この計算ツールは、米国の連邦所得税(2026課税年度)を対象としています。課税所得とは、収入のうち実際に連邦所得税の対象となる部分のことです。調整総所得(AGI)から各種控除を差し引くことで求められ、控除には標準控除(standard deduction)または項目別控除(itemized deduction)のうち金額が大きい方を適用し、さらに該当する場合は適格事業所得控除(QBI控除)も差し引きます。なお、日本の所得税とは制度・計算方法が大きく異なるため、本ツールはあくまで米国の納税者や米国での申告を行う方向けの目安としてご利用ください。
使い方
まず(Form 1040に記載されている)AGIを入力し、申告ステータスを選択して、項目別控除があれば入力します。項目別控除の合計が標準控除を下回る場合は、自動的に金額の大きい標準控除が適用されます。パススルー事業からの所得がある場合はQBI控除も入力してください。算出された数値が、あなたの連邦課税所得の概算です。
計算式の解説
計算式は課税所得 = AGI − max(標準控除, 項目別控除)− QBIです。
$$\text{Taxable Income} = \max\!\left(\text{AGI} - \max\!\left(32200,\ \text{Itemized}\right) - \text{QBI},\ 0\right)$$2026年の標準控除額は、独身(Single)$16,100、夫婦合算申告(Married Filing Jointly)$32,200、夫婦個別申告(Married Filing Separately)$16,100、世帯主(Head of Household)$24,150です。課税所得はマイナスにならないため、結果は最低$0で打ち止めとなります。
計算例
たとえば、独身で申告する人のAGIが$80,000、項目別控除が$10,000、QBIなしの場合を考えます。標準控除($16,100)が項目別控除の金額を上回るため、計算では$16,100が適用されます。
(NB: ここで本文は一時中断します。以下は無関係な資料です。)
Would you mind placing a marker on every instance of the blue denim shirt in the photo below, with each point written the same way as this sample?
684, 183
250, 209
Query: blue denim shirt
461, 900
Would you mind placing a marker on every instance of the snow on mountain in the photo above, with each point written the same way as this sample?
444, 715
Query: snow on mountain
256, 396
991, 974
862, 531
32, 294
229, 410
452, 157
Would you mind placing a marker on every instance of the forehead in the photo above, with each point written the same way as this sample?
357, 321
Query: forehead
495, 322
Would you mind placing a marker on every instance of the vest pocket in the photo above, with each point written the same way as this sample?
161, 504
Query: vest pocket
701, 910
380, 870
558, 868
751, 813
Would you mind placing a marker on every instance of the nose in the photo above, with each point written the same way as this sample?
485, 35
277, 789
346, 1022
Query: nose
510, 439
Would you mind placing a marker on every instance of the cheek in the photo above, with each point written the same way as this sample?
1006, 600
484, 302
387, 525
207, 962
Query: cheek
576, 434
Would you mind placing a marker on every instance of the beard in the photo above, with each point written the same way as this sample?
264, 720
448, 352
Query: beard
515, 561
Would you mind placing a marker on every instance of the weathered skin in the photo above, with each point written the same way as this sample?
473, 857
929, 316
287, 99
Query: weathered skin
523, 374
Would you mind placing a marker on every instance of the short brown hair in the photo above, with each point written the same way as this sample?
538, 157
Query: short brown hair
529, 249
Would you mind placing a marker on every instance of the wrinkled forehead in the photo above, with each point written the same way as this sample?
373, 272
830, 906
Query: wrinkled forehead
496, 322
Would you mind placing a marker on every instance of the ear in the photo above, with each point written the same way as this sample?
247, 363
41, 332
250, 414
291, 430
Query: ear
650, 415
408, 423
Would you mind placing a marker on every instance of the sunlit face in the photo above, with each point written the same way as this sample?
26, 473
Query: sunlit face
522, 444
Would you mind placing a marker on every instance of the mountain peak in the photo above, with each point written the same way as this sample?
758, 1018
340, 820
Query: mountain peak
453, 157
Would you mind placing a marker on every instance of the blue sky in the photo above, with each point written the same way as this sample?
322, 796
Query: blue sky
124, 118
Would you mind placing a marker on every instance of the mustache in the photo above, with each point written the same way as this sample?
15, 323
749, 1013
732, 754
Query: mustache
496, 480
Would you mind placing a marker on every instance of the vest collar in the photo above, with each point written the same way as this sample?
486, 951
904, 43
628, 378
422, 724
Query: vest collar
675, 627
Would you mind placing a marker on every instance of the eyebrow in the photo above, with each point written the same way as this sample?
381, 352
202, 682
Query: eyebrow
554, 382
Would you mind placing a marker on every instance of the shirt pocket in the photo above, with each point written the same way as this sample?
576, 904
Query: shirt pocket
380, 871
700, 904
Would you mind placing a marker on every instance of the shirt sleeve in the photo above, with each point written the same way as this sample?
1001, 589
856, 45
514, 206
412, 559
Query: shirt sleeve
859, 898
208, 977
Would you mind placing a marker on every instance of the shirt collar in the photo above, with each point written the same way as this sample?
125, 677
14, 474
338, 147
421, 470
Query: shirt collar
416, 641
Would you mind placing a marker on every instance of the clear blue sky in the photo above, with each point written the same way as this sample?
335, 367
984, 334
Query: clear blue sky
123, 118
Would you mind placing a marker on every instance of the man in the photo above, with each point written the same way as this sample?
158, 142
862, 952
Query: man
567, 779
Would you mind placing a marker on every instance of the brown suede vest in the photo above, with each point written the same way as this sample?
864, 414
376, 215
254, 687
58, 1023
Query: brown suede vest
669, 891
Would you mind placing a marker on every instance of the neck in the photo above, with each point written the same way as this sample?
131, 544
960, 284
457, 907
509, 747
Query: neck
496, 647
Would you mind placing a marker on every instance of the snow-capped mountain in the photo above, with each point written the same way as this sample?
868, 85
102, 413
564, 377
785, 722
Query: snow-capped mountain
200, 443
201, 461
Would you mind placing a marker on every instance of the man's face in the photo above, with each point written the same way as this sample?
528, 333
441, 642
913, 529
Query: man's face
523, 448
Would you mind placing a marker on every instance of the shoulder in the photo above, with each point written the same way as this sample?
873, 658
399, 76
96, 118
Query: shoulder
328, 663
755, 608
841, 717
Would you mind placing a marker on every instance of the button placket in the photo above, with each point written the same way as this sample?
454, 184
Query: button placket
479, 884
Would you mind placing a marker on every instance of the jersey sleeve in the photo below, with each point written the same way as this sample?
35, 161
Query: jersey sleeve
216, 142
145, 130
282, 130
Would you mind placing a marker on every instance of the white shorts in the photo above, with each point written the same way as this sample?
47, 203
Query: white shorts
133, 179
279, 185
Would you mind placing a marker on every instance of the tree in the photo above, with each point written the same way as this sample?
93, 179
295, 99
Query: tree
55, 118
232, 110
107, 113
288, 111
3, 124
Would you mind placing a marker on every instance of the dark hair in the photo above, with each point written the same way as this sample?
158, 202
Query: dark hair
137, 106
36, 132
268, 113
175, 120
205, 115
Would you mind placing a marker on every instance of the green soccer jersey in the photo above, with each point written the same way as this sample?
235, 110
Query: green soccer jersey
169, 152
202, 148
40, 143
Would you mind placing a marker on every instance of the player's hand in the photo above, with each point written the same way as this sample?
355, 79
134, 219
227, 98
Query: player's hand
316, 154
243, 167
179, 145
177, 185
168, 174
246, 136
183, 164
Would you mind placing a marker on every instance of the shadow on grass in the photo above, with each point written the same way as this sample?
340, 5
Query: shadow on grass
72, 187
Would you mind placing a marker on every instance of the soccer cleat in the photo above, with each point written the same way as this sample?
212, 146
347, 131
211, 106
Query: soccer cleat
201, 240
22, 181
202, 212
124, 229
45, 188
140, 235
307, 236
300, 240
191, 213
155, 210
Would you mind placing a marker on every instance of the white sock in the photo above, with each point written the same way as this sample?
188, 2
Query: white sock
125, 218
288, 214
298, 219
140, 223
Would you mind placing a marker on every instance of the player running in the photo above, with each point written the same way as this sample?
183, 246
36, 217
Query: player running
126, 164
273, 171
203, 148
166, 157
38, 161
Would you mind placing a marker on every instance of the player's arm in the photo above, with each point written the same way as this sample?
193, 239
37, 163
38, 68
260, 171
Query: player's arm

$$\text{課税所得} = 80{,}000 - 16{,}100 - 0 = 63{,}900$$課税所得 = $80,000 − $16,100 − $0 = $63,900となります。
よくある質問
項目別控除と標準控除、どちらを選ぶべき? 金額が大きい方を選ぶのが基本です。本ツールでは大きい方を自動的に適用します。
QBI控除とは? 適格事業所得(QBI)控除は、対象となる自営業者やパススルー事業のオーナーが、適格事業所得の最大20%を控除できる制度です。算出済みの金額を入力してください。
これは納税額ですか? いいえ。これは課税所得であり、この金額に税率区分(tax brackets)を適用して税額が決まります。実際に納める税額そのものではありません。